6. Conclusions and Discussion
Asset and resource sharing among partners in a supply chain is commonly considered a key factor in enhancing supply chain performance. Sharing logistics improves efficiency at delivery points and cuts transport costs and environmental impact. However, due to the lack of trust and arising security issues of shared resources, the companies didn’t rely on the third-party services provider.
The open logistic network platform can speed up the delivery cycle and reduce the associated cost of delivery and product storage. On the one hand, trustworthy and transparent service sharing can effectively use the slack supply chain resources to increase the utilization of the facilities and manpower of the supply chain and logistic systems. On the other hand, secure data sharing among companies can help them focus on their core competencies. In addition, blockchain and smart contract asset sharing mechanisms enable a secure and standardized approach to achieve a higher level of sharing among stockholders. Furthermore, the edge computing approach improves flexibility and brings extra distributed networks to the supply chain environment, which is highly aligned with SC4.0.
In this paper, we attempt to solve the main problems of sharing resources and assets in logistics. We propose a novel blockchain-enabled resource and asset sharing platform for realizing data exchange and service sharing in logistics based on blockchain and edge computing technology and named it OL. Firstly, we provided the OL computer and network architecture, then the key components and mechanism of OL were explained in detail. The proposed platform supports an open, decentralized, yet secured network and a new type of proof-of-delivery for transparency of resource sharing. An experimental simulation was conducted in the context of B2C logistics, and the feasibility of the proposed platform was evaluated via different and suitable KPIs.
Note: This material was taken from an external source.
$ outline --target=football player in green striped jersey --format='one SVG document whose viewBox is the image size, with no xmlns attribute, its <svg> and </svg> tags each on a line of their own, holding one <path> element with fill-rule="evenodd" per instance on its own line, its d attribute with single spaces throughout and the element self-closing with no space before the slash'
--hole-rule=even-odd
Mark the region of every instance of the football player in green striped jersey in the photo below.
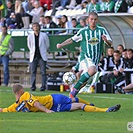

The expected benefits from the OL platform include: (1) The new PoD based on the smart contract helps the 3PLs effectively track and trace their resources and assets, easily improving trust, payment liability, and insurance problems. (2) The OL platform, with the help of AI, would improve information security and a trustworthy connection to IoT devices. (3) The OL platform would provide the distributed computing power, which is interoperable with the enterprise and public network.